The problem with drugstore colours is that they don’t have eyes or a brain! Only a pro can assess your hair and take the many factors into account that help determine the right formula for you, not only to achieve your desired colour, but with minimal damage. Whether the hair is virgin or has been coloured, what the porosity level is, hair type (coarse, ethnicity, etc) and underlying pigment are just a few factors involved in the formulating process. Whether more than one colour may need to be applied another thing to consider. Often there can be up to three formulas needed when there is regrowth, multi tones and/or porosity levels to consider. A box at the drugstore will never be able to customize like that!
Although drugstore hair colour’s convenience and prices are tempting, stick to your guns! Paying a little extra is worth it for your hair’s sake and will save you money on corrective colour in the long run. As far as convenience goes, you can book your next appointment before you leave the salon…it doesn’t get much easier than that so go on and splurge…your hair deserves it!
|Posted on November 3, 2010 at 11:01 AM||comments (8)|
You’ve seen the commercials for shampoos that make your hair extra shiny for a fraction of the cost of professional products, right? You want your hair to look just like the model’s so you go right out and buy it, right? Well, I’m here to tell you…to STOP!!!!
As a professional hair stylist, it’s important for me and my clients to have nice, shiny and healthy hair so I can relate to your urges to go and buy a product that promises to deliver shiny, silky, frizz-free hair. But there are reasons why that product, full of promises, is only a fraction of the cost…you get what you pay for!

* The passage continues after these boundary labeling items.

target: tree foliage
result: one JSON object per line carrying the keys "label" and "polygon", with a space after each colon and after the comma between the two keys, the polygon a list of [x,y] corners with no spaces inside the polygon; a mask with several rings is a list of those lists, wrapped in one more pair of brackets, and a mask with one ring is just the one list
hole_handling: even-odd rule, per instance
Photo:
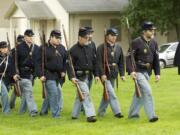
{"label": "tree foliage", "polygon": [[175,28],[180,40],[180,0],[129,0],[123,16],[129,18],[133,36],[140,32],[142,22],[154,22],[161,33]]}

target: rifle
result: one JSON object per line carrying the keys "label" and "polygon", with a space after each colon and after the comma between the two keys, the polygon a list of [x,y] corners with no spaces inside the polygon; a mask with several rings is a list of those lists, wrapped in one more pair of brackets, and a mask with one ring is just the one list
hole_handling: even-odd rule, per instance
{"label": "rifle", "polygon": [[[62,29],[63,29],[64,39],[65,39],[65,45],[66,45],[67,50],[69,50],[69,46],[68,46],[68,42],[67,42],[67,36],[66,36],[65,29],[64,29],[64,25],[62,25]],[[72,73],[73,73],[74,76],[76,76],[70,51],[68,51],[68,58],[69,58],[69,64],[70,64],[70,66],[72,68]],[[77,87],[77,93],[78,93],[78,96],[79,96],[79,100],[80,101],[84,101],[85,98],[84,98],[84,95],[82,94],[82,91],[81,91],[81,88],[79,87],[79,84],[76,83],[75,85]]]}
{"label": "rifle", "polygon": [[[128,30],[128,42],[129,42],[129,51],[130,51],[130,60],[131,60],[131,65],[132,65],[132,70],[133,72],[136,71],[136,63],[135,63],[135,60],[134,60],[134,55],[133,55],[133,50],[132,50],[132,41],[131,41],[131,36],[130,36],[130,27],[129,27],[129,21],[128,21],[128,18],[126,18],[126,24],[127,24],[127,30]],[[137,82],[137,79],[133,79],[134,80],[134,84],[135,84],[135,93],[136,93],[136,96],[138,98],[141,97],[141,91],[140,91],[140,87],[139,87],[139,84]]]}
{"label": "rifle", "polygon": [[[108,56],[107,56],[106,29],[104,30],[103,68],[104,68],[105,74],[107,72],[110,73],[110,68],[109,68],[109,64],[108,64]],[[107,86],[106,86],[106,81],[104,81],[102,83],[103,83],[103,98],[104,98],[104,101],[107,101],[107,100],[109,100],[109,94],[108,94],[108,90],[107,90]]]}
{"label": "rifle", "polygon": [[[41,34],[40,35],[40,40],[41,40],[41,45],[42,45],[42,53],[41,53],[41,61],[42,61],[42,64],[41,64],[41,68],[42,68],[42,73],[43,73],[43,76],[44,76],[44,64],[45,64],[45,44],[46,44],[46,36],[44,34],[44,31],[42,32],[42,36]],[[46,91],[46,86],[45,86],[45,82],[42,81],[42,97],[43,98],[47,98],[47,91]]]}
{"label": "rifle", "polygon": [[[17,40],[16,40],[16,31],[14,31],[14,60],[15,60],[15,72],[16,74],[19,76],[19,69],[18,69],[18,54],[17,54]],[[15,81],[14,84],[14,90],[15,90],[15,94],[16,96],[20,97],[21,96],[21,88],[20,88],[20,84],[19,84],[19,80],[21,78],[18,77],[18,79]]]}
{"label": "rifle", "polygon": [[6,36],[7,36],[8,50],[9,50],[9,53],[10,53],[10,51],[11,51],[11,44],[10,44],[10,41],[9,41],[8,32],[6,33]]}

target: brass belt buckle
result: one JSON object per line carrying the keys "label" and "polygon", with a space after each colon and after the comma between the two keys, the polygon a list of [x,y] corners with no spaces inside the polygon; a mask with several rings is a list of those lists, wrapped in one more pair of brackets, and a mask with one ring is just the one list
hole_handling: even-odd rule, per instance
{"label": "brass belt buckle", "polygon": [[116,66],[116,63],[112,63],[112,66],[115,67],[115,66]]}

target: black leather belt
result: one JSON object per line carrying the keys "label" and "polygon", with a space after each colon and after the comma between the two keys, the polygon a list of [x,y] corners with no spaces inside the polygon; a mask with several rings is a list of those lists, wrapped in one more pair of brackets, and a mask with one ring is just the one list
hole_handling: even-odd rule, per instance
{"label": "black leather belt", "polygon": [[151,67],[151,63],[148,63],[148,62],[146,63],[146,62],[138,61],[136,64],[142,68],[149,69]]}
{"label": "black leather belt", "polygon": [[117,65],[116,63],[109,64],[110,67],[115,67],[116,65]]}

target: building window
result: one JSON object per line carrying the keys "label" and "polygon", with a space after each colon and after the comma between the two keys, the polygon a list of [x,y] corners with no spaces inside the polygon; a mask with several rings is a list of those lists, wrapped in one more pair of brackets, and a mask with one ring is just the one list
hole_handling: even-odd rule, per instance
{"label": "building window", "polygon": [[120,22],[120,19],[111,19],[110,20],[110,27],[114,27],[118,30],[119,35],[117,37],[117,41],[121,41],[121,22]]}
{"label": "building window", "polygon": [[82,19],[82,20],[80,20],[79,27],[85,27],[85,26],[92,27],[92,20],[91,19]]}

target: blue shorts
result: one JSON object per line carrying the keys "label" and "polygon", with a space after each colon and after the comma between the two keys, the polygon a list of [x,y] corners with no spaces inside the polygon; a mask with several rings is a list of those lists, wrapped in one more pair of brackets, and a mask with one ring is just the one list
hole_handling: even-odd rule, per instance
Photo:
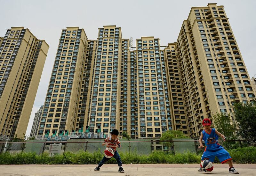
{"label": "blue shorts", "polygon": [[225,163],[228,160],[232,159],[229,153],[223,148],[215,151],[206,150],[203,153],[201,159],[202,160],[207,159],[212,162],[213,162],[215,156],[218,157],[222,164]]}

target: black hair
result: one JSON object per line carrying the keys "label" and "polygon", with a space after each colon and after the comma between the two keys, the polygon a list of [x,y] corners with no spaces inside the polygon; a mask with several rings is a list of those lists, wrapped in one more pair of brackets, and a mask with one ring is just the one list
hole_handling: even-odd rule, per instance
{"label": "black hair", "polygon": [[118,130],[116,129],[114,129],[111,132],[111,134],[115,135],[118,136],[119,134],[119,132]]}

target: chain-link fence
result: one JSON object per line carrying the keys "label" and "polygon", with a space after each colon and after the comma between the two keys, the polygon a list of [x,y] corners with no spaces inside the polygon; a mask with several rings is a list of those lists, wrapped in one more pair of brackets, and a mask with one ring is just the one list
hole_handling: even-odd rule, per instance
{"label": "chain-link fence", "polygon": [[[172,141],[160,141],[155,139],[123,139],[120,140],[121,147],[117,150],[123,153],[135,152],[140,155],[148,155],[153,151],[158,151],[174,154],[188,151],[197,154],[203,153],[204,149],[198,148],[199,145],[198,140],[187,138],[173,139]],[[52,145],[50,146],[52,144],[59,144],[58,146],[58,151],[55,152],[60,154],[67,151],[75,153],[80,151],[93,153],[100,151],[103,153],[106,148],[106,146],[102,145],[103,140],[104,139],[71,139],[66,142],[47,141],[44,140],[28,140],[25,142],[1,142],[0,145],[2,147],[0,148],[1,150],[0,153],[3,151],[9,151],[12,153],[35,152],[38,155],[43,152],[51,153],[52,150],[55,151],[54,150],[56,149],[54,147],[52,147]],[[219,140],[218,142],[226,149],[244,147],[255,144],[255,141],[245,140],[227,140],[225,142]]]}

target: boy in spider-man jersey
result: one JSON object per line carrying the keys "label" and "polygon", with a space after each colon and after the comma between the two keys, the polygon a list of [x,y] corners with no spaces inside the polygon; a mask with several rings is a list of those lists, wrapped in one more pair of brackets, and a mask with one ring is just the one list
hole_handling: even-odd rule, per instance
{"label": "boy in spider-man jersey", "polygon": [[[215,157],[217,156],[222,164],[225,163],[228,164],[229,173],[239,173],[233,167],[232,159],[229,153],[218,143],[218,136],[221,137],[224,141],[226,140],[225,136],[217,129],[211,128],[212,122],[209,119],[204,119],[203,120],[202,123],[204,129],[201,133],[201,136],[199,139],[200,145],[198,148],[204,147],[202,143],[202,140],[204,141],[206,146],[201,158],[202,160],[207,159],[213,162]],[[198,171],[201,172],[204,171],[204,170],[200,167]]]}

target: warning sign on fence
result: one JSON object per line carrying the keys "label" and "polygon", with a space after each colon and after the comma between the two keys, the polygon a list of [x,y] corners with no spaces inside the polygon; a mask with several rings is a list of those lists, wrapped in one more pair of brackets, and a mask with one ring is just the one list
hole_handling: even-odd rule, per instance
{"label": "warning sign on fence", "polygon": [[49,147],[49,153],[51,157],[54,157],[56,154],[59,154],[61,150],[61,143],[51,144]]}

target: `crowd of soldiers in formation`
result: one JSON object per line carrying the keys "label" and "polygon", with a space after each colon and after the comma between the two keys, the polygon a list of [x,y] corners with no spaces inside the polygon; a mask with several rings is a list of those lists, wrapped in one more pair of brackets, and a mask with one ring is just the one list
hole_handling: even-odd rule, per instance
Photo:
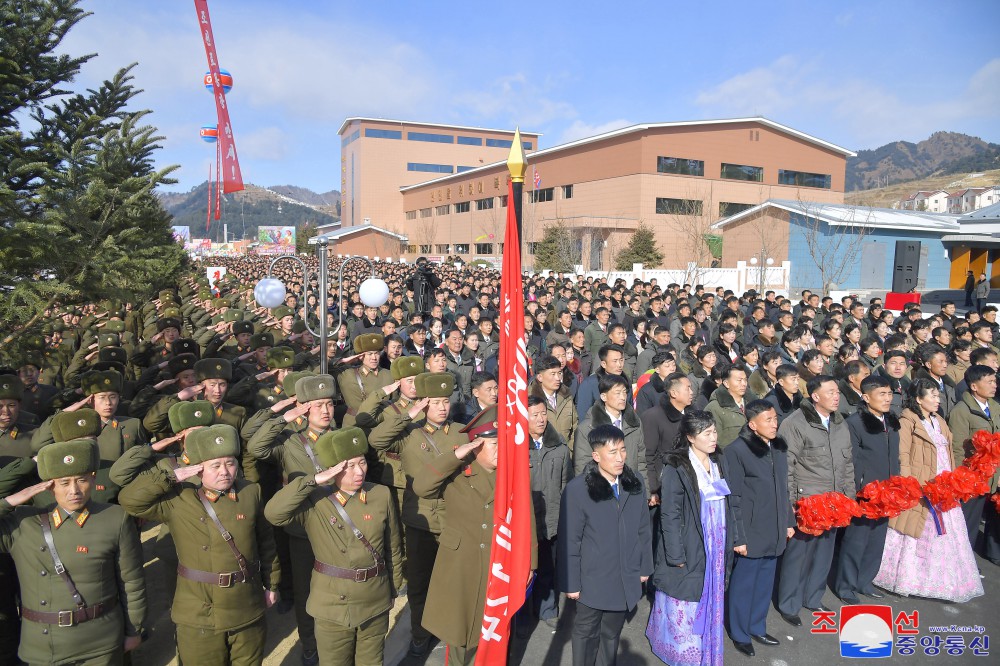
{"label": "crowd of soldiers in formation", "polygon": [[[303,664],[381,664],[399,597],[410,608],[412,656],[440,641],[453,662],[472,663],[493,525],[499,273],[437,266],[421,283],[412,268],[377,263],[390,298],[367,307],[357,291],[367,267],[324,295],[278,264],[288,295],[268,310],[253,286],[269,261],[221,265],[227,272],[211,285],[193,273],[145,302],[55,307],[5,355],[0,663],[122,663],[145,635],[138,534],[156,524],[184,664],[261,663],[272,606],[295,613]],[[643,583],[656,609],[685,600],[710,608],[703,583],[713,564],[692,561],[690,527],[680,528],[674,506],[685,479],[676,470],[700,462],[697,475],[688,469],[695,490],[735,509],[723,538],[730,588],[753,600],[730,609],[729,635],[747,654],[750,637],[776,644],[763,627],[775,558],[784,551],[779,610],[791,624],[801,624],[801,608],[822,608],[833,566],[830,538],[795,531],[795,499],[853,496],[861,469],[871,470],[865,480],[882,467],[899,473],[898,460],[865,459],[865,419],[893,424],[885,446],[898,456],[900,436],[890,433],[930,404],[933,384],[930,412],[952,426],[953,459],[971,432],[1000,429],[995,308],[959,317],[945,303],[930,317],[917,306],[897,316],[878,299],[801,296],[525,276],[536,578],[515,619],[520,638],[539,622],[558,626],[560,592],[576,600],[581,664],[614,658],[619,616]],[[311,333],[321,313],[333,333],[325,345]],[[814,422],[824,441],[808,432]],[[706,433],[712,446],[699,444]],[[782,461],[766,492],[740,471],[761,445]],[[720,476],[728,488],[707,495]],[[589,495],[573,494],[574,478]],[[643,520],[623,538],[642,555],[612,552],[597,566],[579,552],[589,510],[580,502],[624,505],[619,481],[623,498],[641,499],[632,506],[641,504]],[[770,508],[751,515],[754,499]],[[982,499],[963,507],[963,522],[975,545],[985,518],[985,555],[1000,561],[996,512]],[[624,513],[619,520],[630,520]],[[617,531],[606,527],[599,540]],[[845,603],[881,596],[872,560],[885,525],[854,531],[857,543],[836,563]],[[597,582],[608,566],[635,580]],[[602,595],[613,601],[589,601]],[[721,662],[710,640],[720,622],[694,663],[716,663],[715,653]],[[651,618],[653,653],[687,663],[672,661],[690,647],[674,635],[681,629]]]}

Most shampoos, conditioners and styling aids you find in the drug store have a lot of the same ingredients as the professional products found in a salon, but at different ratios. Anytime you read the ingredients on a product of any kind, they are listed from most to least. Drugstore hair product brands have a high percentage of wax in them therefore making the hair appear to be beautifully shiny and healthy, all the while remaining unchanged underneath all of the wax. The intense shine you get from the knock-off brands only masks the condition of the hair underneath. Even the professional brands that you see sold in the drugstores are not what they seem. These products have been altered (watered down) and so you’re not really getting a professional product for a drugstore price. A word to the wise is not to purchase a professional brand that you see sold in drugstores because they are no longer salon/professional quality and the companies make them are therefore cheating themselves and the customer.
As a hair stylist, it only makes sense to use in the salon what your clients can only buy from you. Salon shampoos and conditioners use more proteins, vitamins and moisturizers than the drugstore brands, which accoun for a deeper penetration into the hair shaft and that‘s what the user wants. The same rules apply when it comes to styling aids such as hair spray, gel, mousse, etc. These drug store products can contain a high amount of alcohol which can be very drying to the hair especially when they’re used on a regular basis. Professional brand styling aids have a much lesser amount of alcohol or none at all.
We all know the economy’s not doing the best but if you’re using drug store hair care products, likely, your hair‘s not doing the best either. Sometimes it takes putting things into perspective to realize our priorities. Your hair is an integral part of your appearance and plays a major role in your overall look and feel so spend a few extra dollars and have peace of mind that you’re doing the right thing…your hair deserves it!